LAS VEGAS—There’s been an abundance of attacks against crypto over the last few years but a much simpler, scarier threat, cookie hijacking, remains significantly overlooked in the eyes of researchers.
Two academics, Suphannee Sivakorn, a PhD student at Columbia University, and Jason Polakis, an assistant professor at the University of Illinois discussed just how woefully inadequate the encryption protecting some services is in a talk at Black Hat Thursday.
The pair studied 25 popular websites, from search engines such as Google, Yahoo, and Bing, to news sites such as the Huffington Post, MSN, and the New York Times. Fifteen of the sites supported HTTPS but not universally. Many of them offer personalization over HTTP, something that can lead to complicated interoperability and flawed access control, according to Sivakorn and Polakis.
“Companies spend time fixing bugs like CSRF vulnerabilities, but overlook something that’s so obvious,” Polakis said during the talk.
The session borrowed heavily from a research paper the two published earlier this year, “The Cracked Cookie Jar: HTTP Cookie Hijacking and the Exposure of Private Information,” (.PDF) along with Angelos Keromytis, an associate professor in the Computer Science department at Columbia University.
The two described how they eavesdropped on WiFi traffic and used run of the mill hacker tools like Wireshark and Tcpdump, to extract cookies from the connection.
On sites such as Yahoo it was easy to sniff user information such as users’ emails, profile photos, and visited history. They demonstrated how they could see email notification titles, snippets, and extract a contact list. On shopping sites such as Amazon, eBay, and Target, HTTPS is implemented but only for the login and checkout options. An attacker could glean a shoppers’ username or email and use it to facilitate spam and phishing attacks. It could be possible to modify items in a customers’ cart or view past purchases. On eBay an attacker could even view a customer’s full shopping address.
Polakis and Sivakorn monitored 15 percent of Columbia University’s WiFi for a month to see if users behave differently on WiFi. The result? Large-scale cookie exposure; roughly 282,000 vulnerable accounts collected over the course of 30 days.
They followed that up by looking at a fresh Tor exit node for 30 days. They opted for a less invasive experiment and aggregated statistics instead of collecting cookies: 75 percent of the connections they noticed were made over HTTP.

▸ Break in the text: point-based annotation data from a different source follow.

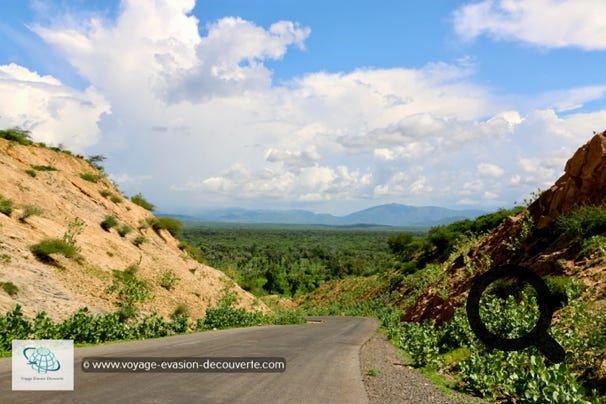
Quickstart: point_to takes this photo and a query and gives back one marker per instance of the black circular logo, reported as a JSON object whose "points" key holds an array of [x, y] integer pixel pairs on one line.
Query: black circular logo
{"points": [[538, 336]]}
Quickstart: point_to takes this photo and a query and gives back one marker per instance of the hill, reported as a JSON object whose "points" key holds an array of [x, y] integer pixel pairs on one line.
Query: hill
{"points": [[394, 214], [50, 194]]}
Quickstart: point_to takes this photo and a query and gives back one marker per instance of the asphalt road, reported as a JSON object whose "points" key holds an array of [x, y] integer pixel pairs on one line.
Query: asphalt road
{"points": [[322, 366]]}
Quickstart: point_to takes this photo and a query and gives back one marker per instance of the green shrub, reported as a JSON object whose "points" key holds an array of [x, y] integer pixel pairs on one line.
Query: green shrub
{"points": [[141, 201], [18, 135], [130, 291], [96, 161], [173, 226], [6, 206], [115, 198], [109, 222], [44, 168], [45, 248], [90, 177], [29, 210], [137, 241], [583, 222], [9, 288], [124, 229], [168, 280]]}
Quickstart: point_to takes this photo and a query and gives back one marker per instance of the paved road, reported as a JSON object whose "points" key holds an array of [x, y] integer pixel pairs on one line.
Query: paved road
{"points": [[322, 366]]}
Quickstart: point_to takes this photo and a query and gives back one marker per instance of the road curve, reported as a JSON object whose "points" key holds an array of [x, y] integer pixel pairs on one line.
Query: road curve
{"points": [[322, 366]]}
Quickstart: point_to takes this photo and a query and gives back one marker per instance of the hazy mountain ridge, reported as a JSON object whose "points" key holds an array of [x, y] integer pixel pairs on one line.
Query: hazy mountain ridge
{"points": [[394, 214]]}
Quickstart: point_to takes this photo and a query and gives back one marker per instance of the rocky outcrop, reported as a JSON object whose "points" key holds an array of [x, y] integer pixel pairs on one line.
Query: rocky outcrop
{"points": [[583, 183], [51, 181]]}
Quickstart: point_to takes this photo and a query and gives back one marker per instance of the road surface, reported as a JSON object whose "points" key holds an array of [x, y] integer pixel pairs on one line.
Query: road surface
{"points": [[322, 366]]}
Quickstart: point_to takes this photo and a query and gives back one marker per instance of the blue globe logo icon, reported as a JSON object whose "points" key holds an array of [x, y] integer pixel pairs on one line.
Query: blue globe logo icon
{"points": [[41, 359]]}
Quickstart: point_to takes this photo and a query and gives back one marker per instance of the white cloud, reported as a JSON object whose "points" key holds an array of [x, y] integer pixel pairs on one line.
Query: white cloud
{"points": [[202, 116], [490, 170], [53, 112], [547, 23]]}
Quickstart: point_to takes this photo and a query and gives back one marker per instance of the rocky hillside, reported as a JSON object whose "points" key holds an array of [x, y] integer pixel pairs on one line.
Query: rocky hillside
{"points": [[532, 239], [50, 194]]}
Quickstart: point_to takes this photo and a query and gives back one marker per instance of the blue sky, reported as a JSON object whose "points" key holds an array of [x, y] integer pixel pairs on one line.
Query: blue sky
{"points": [[329, 106]]}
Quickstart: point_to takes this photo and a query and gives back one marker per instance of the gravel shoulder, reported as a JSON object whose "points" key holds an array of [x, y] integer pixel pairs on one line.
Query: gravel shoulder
{"points": [[395, 382]]}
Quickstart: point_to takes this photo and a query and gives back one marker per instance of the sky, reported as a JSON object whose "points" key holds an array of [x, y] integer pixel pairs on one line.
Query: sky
{"points": [[330, 106]]}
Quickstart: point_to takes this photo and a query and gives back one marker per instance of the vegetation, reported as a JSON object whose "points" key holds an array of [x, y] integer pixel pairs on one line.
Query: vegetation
{"points": [[286, 260], [173, 226], [141, 201], [44, 249], [90, 177], [18, 135], [109, 222], [124, 229], [44, 168], [6, 206], [28, 211], [96, 161], [168, 280], [130, 291], [583, 222], [9, 288], [137, 241]]}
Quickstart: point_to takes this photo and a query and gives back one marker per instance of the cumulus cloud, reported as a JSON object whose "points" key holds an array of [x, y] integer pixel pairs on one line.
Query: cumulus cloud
{"points": [[53, 112], [202, 117], [546, 23]]}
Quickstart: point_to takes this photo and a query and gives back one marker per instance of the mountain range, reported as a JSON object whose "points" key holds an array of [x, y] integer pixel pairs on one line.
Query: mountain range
{"points": [[394, 214]]}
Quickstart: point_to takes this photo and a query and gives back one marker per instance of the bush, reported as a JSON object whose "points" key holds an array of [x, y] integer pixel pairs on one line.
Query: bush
{"points": [[173, 226], [109, 222], [115, 199], [124, 230], [45, 248], [141, 201], [18, 135], [6, 206], [44, 168], [90, 177], [10, 288], [168, 280], [583, 222], [137, 241], [29, 210]]}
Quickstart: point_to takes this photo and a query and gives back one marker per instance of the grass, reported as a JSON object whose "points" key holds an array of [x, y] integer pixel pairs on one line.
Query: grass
{"points": [[10, 288], [90, 177], [109, 222], [18, 135], [6, 206], [168, 280], [44, 168], [44, 249], [173, 225], [141, 201], [30, 210], [137, 241], [124, 229]]}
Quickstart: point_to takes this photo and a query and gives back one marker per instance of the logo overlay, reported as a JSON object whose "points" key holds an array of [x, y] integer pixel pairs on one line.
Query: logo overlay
{"points": [[538, 336], [43, 364]]}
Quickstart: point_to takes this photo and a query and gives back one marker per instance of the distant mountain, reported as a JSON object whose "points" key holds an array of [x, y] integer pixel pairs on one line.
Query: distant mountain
{"points": [[386, 215]]}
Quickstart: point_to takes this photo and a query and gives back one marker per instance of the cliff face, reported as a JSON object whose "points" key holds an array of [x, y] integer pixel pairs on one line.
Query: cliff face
{"points": [[543, 250], [48, 182]]}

“We have no idea how many cookies were exposed but it’s safe to say it was probably a lot,” Polakis said, adding that the experiment could lay the foundation for a practical de-anonymization attack.
They sent detailed reports to the services last November but mostly received responses back confirming the behavior was either known about or the result of old, legacy systems. One service told the researchers that cookie hijacking “is expected” while another called the issue “invalid, as it is an accepted business risk.”

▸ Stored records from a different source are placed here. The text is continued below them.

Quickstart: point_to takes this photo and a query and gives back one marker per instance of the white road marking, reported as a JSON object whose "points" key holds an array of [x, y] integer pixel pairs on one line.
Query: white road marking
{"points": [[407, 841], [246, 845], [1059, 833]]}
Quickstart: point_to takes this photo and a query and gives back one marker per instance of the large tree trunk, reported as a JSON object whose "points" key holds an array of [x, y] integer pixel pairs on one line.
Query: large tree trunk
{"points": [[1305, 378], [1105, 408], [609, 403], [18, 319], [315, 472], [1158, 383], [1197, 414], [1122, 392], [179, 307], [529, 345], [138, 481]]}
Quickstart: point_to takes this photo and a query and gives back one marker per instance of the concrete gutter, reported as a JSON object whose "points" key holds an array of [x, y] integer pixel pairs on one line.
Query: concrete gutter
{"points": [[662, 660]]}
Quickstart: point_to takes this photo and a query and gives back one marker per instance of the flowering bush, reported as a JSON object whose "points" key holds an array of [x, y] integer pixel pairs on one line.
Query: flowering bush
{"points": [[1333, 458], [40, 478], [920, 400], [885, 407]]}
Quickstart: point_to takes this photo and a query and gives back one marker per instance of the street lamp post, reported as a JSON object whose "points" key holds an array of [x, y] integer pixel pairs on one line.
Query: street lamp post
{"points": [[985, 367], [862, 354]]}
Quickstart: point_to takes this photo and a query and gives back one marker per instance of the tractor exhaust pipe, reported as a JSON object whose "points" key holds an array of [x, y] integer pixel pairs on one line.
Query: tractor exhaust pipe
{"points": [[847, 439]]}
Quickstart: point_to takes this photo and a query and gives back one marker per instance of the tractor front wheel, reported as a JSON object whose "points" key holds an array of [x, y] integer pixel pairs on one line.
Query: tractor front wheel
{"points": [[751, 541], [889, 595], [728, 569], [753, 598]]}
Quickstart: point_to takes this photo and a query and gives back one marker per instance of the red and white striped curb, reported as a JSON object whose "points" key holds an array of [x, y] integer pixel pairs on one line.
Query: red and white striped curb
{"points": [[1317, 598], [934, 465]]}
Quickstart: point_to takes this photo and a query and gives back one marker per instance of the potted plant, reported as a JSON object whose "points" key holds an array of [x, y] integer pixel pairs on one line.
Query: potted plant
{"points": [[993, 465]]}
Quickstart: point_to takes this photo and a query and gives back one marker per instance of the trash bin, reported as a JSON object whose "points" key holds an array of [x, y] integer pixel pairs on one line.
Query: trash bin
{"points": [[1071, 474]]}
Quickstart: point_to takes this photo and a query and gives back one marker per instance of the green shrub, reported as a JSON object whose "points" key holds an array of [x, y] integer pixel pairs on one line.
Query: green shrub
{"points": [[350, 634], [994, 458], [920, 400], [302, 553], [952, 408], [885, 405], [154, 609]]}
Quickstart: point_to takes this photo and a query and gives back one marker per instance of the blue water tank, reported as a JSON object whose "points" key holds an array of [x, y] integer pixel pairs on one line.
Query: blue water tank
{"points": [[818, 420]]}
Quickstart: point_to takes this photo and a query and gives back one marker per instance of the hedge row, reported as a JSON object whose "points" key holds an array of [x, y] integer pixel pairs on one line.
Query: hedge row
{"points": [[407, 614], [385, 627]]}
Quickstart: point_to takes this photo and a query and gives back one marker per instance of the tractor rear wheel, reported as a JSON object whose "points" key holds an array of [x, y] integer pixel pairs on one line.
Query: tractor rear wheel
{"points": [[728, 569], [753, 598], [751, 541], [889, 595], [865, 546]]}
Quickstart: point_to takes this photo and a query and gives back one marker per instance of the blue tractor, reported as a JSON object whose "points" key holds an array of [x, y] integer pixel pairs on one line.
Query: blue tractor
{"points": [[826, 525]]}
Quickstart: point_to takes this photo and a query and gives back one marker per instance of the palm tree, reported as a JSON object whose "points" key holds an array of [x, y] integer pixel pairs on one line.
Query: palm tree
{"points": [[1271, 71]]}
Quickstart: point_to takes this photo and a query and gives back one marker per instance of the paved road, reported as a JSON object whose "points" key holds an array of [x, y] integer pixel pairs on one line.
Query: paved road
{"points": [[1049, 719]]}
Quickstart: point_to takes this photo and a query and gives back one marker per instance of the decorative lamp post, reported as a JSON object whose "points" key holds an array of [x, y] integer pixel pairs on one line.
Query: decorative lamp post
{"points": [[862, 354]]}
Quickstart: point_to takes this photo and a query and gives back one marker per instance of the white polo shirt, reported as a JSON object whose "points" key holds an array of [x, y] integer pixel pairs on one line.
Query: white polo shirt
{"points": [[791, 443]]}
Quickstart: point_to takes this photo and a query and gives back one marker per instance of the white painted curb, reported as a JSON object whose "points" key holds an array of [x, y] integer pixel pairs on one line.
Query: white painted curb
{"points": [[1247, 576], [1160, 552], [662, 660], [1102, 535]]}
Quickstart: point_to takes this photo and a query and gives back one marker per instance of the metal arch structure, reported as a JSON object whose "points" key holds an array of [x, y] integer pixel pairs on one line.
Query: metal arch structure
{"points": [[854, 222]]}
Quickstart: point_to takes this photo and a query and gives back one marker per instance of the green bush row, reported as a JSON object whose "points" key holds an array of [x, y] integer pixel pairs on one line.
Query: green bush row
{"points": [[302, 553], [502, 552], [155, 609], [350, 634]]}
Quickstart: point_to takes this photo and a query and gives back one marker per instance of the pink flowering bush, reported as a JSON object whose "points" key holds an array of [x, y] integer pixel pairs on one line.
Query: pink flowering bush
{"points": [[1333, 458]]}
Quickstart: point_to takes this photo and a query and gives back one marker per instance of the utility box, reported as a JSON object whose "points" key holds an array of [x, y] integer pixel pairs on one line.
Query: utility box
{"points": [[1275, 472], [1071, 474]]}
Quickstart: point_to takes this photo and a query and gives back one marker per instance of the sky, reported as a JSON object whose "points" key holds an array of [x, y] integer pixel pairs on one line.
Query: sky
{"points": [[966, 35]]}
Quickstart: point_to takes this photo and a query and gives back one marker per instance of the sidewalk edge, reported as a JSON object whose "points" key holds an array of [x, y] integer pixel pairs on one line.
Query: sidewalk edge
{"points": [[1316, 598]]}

Polakis and Sivakorn insist mechanisms such as HTTPS Everywhere and HSTS can help prevent cookie hijacking attacks but have their drawbacks.
Rule-sets for HTTPS Everywhere don’t offer complete coverage and also contain human errors, Polakis said. In an experiment they carried out over 77 percent of traffic they collected would remain over HTTP even if HTTPS Everywhere was installed.
“[HTTPS Everywhere] does help, everyone should add it but know that it has its limitations,” Polakis said.
Google announced last week that it was rolling out HTTP Strict Transport Security, or HSTS, on the Google domain as an extra layer for users on less secure HTTP connections but Polakis says its still in the testing phase.
“Eventually this attack won’t be possible but if you can get access to the cookie, it still works, we tested it.” Polakis said, “It just might be tougher to get the cookie through sniffing.”